Novos testes e procedimentos diagnósticos estão surgindo a partir de trabalhos com a análise do genoma e expressão gênica. Parecem trazer informações importantes no futuro, mas na atualidade ainda são experimentais.

Classificação:
Classificar o tipo de linfoma pode ser uma tarefa bastante complicada, mesmo para hematologistas e patologistas. Os Linfomas Não-Hodgkin são, de fato, um grupo complexo de quase 40 formas distintas desta doença.
Após o diagnóstico, a doença é classificada de acordo com o tipo de linfoma e o estágio em que se encontra (sua extensão). Estas informações são muito importantes para selecionar adequadamente a forma de tratamento do paciente, e estimar seu prognóstico.
Os Linfomas Não-Hodgkin são agrupados de acordo com o tipo de célula linfoide, se linfócitos B ou T. Também são considerados tamanho, forma e padrão de apresentação na microscopia. Para tornar a classificação mais fácil, os linfomas podem ser divididos em dois grandes grupos: indolentes e agressivos.
Os linfomas indolentes têm um crescimento relativamente lento. Os pacientes podem apresentar-se com poucos sintomas por vários anos, mesmo após o diagnóstico.

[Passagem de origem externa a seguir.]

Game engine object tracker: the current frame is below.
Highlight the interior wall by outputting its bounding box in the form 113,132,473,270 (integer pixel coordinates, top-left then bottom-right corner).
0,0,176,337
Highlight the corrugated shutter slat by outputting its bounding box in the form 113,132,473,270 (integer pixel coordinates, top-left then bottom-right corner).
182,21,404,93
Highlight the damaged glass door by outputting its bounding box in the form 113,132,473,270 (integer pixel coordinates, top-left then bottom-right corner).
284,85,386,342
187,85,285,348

Entretanto, a cura nestes casos é menos provável do que nos pacientes com formas agressivas de linfoma.
Esses últimos podem levar rapidamente ao óbito se não tratados, mas, em geral, são mais curáveis. Os linfomas indolentes correspondem aproximadamente a 40% dos diagnósticos, e os agressivos, aos 60% restantes.
Estadiamento
Uma vez diagnosticada a doença, segue o procedimento denominado estadiamento. Consiste em determinar a extensão da doença no corpo do paciente. São estabelecidos quatro estágios, indo de I a IV. No estágio I observa-se envolvimento de apenas um grupo de linfonodos. Já no estágio IV temos o envolvimento disseminado dos linfonodos. Além disso, cada estágio é subdividido em A e B (exemplo: estágios 1A ou 2B). O "A" significa assintomático, e para pacientes que se queixam de febre, sudorese ou perda de peso inexplicada, aplica-se o termo "B".

Tratamento:
A maioria dos linfomas é tratada com quimioterapia, radioterapia ou ambos. A imunoterapia está sendo cada vez mais incorporada ao tratamento, incluindo anticorpos monoclonais e citoquinas, isoladamente ou associados à quimioterapia.

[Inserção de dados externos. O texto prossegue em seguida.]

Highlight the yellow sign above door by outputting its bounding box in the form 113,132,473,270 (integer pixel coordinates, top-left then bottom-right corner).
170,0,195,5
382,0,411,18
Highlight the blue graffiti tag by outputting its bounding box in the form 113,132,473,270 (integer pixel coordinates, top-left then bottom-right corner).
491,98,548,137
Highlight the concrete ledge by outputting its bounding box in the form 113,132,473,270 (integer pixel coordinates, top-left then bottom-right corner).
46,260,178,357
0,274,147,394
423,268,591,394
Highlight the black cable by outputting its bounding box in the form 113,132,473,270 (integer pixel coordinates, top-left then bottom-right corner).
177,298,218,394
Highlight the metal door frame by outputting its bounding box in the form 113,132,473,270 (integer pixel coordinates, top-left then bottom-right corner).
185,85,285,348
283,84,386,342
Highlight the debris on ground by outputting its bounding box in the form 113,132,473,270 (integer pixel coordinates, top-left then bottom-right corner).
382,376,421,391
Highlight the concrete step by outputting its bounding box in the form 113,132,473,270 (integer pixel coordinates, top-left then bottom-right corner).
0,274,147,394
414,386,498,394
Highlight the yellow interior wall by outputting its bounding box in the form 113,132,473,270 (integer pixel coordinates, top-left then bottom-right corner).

A quimioterapia consiste na combinação de duas ou mais drogas, sob várias formas de administração, de acordo com o tipo de Linfoma Não-Hodgkin. A radioterapia é usada, em geral, para reduzir a carga tumoral em locais específicos, para aliviar sintomas relacionados ao tumor, ou também para consolidar o tratamento quimioterápico, diminuindo as chances de recaída em certos sítios no organismo mais propensos à recaída.
Para linfomas com maior risco de invasão do sistema nervoso (cérebro e medula espinhal), faz-se terapia preventiva, consistindo de injeção de drogas quimioterápicas diretamente no líquido cérebro-espinhal, e/ou radioterapia que envolva cérebro e medula espinhal. Naqueles pacientes que já têm envolvimento do sistema nervoso no diagnóstico, ou desenvolvem esta complicação durante o tratamento, são realizados esses mesmos tratamentos; entretanto, as injeções de drogas no líquido cérebro-espinhal são feitas com maior frequência.

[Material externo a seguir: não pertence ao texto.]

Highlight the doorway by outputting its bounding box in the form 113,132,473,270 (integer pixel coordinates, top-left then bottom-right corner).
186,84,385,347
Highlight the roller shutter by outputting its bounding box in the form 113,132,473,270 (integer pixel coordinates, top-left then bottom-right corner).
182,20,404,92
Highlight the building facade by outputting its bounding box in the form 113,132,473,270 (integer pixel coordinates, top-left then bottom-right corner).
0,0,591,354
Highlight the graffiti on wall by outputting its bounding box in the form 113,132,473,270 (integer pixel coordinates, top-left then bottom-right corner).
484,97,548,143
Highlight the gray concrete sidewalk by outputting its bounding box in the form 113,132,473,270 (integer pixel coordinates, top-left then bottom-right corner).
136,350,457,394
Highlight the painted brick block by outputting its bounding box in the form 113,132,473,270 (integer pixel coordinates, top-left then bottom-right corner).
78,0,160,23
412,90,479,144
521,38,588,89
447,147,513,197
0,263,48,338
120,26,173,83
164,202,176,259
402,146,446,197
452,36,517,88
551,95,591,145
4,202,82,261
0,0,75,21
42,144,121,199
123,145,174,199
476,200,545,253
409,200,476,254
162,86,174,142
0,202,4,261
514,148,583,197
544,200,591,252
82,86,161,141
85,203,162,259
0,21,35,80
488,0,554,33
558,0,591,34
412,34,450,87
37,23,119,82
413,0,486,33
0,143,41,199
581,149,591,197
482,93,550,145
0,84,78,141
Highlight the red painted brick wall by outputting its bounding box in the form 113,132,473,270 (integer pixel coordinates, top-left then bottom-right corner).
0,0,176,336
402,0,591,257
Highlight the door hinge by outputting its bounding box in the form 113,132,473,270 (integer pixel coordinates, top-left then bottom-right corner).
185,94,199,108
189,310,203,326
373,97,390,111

Imunoterapias, particularmente interferon, anticorpos monoclonais, citoquinas e vacinas tumorais estão sendo submetidos a estudos clínicos para determinar sua eficácia nos Linfomas Não-Hodgkin. Para algumas formas específicas de linfoma, um dos anticorpos monoclonais já desenvolvidos, denominado Rituximab, mostra resultados bastante satisfatórios, principalmente quando associada à quimioterapia. No caso dos linfomas indolentes, as opções de tratamento podem ir desde apenas observação clínica sem início do tratamento, até tratamentos bastante intensivos, dependendo da indicação mais adequada.

Prevenção:
Assim como em outras formas de câncer, uma alimentação equilibrada, rica em nutrientes obtidos das verduras e frutas, assim como outros hábitos que reforçam as defesas do sistema imunológico podem ter efeito protetor contra o desenvolvimento de Linfomas Não-Hodgkin.